Ich kann nur von mir ausgehen. Autorennamen merke ich mir ebensowenig wie die Namen von Schauspielern oder Regisseuren. Wiedererkennungswert haben für mich nur die Themen und die Figuren. Vor allem die Figuren - wenn ich eine Figur interessant finde, bleibe ich normalerweise hängen.

Ich würd's, wie Monika schon geraten hat, auch mal mit Kurzgeschichten probieren, die ganz konkret rund um "Sam" angesiedelt sind. Schon in sich abgeschlossen, aber mit Bezug zur Hauptgeschichte. Da darf ruhig auf Ereignisse des Romans angespielt werden, möglichst beiläufig oder geheimnisvoll, so daß es mich als Leser neugierig macht. Wichtig wäre mir persönlich, daß die Figuren in der Geschichte in ihrer typischen Eigenschaften und in ihren Beziehungen zueinander kurz vorgestellt werden. Immer so, daß ich mich frage: He, wie haben die sich eigentlich alle kennengelernt? Wieso können diese zwei sich nicht ausstehen und was für ein Geheimnis haben jene zwei anderen?

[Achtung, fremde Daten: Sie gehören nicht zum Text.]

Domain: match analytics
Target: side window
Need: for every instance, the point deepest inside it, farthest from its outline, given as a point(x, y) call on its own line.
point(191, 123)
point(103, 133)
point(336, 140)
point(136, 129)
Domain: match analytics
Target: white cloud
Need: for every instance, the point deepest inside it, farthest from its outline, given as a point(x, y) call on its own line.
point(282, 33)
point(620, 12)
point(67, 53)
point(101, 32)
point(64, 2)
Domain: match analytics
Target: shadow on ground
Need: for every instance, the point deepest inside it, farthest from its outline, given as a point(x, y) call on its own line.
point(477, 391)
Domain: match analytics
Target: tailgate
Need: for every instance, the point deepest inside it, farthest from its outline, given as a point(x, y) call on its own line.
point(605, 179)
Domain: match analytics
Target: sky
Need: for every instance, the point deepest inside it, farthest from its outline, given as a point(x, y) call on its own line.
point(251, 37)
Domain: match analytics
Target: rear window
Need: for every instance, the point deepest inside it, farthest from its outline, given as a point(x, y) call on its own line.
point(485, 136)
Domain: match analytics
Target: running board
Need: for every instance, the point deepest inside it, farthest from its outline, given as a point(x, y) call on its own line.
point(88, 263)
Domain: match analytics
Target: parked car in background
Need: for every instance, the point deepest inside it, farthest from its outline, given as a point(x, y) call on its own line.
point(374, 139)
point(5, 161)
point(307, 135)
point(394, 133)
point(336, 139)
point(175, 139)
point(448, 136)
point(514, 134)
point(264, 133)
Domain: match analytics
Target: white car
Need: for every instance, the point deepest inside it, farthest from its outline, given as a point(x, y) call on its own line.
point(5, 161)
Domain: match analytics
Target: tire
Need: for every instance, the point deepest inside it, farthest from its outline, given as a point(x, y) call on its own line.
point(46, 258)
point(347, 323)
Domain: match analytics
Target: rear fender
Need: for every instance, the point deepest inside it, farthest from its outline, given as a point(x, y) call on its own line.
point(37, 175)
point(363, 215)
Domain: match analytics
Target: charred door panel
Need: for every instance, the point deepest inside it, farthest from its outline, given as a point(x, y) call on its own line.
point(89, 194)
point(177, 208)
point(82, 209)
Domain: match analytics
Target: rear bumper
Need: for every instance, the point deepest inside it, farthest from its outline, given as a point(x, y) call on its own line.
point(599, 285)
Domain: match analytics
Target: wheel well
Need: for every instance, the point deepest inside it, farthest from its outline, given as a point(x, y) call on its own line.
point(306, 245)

Ich denke, so eine Geschichte könnte mich "einfangen". Aber wie gesagt, ich kann nur von mir ausgehen. Und ich weiß nicht, ob es nicht sinnvoller wäre, du tust das genaue Gegenteil von dem, was ich dir rate, wenn es um Werbung geht :wink: .
Mein Dilettanten-Projekt. "Dilettant" ist übrigens abgeleitet vom lateinischen "delectare" = "erfreuen".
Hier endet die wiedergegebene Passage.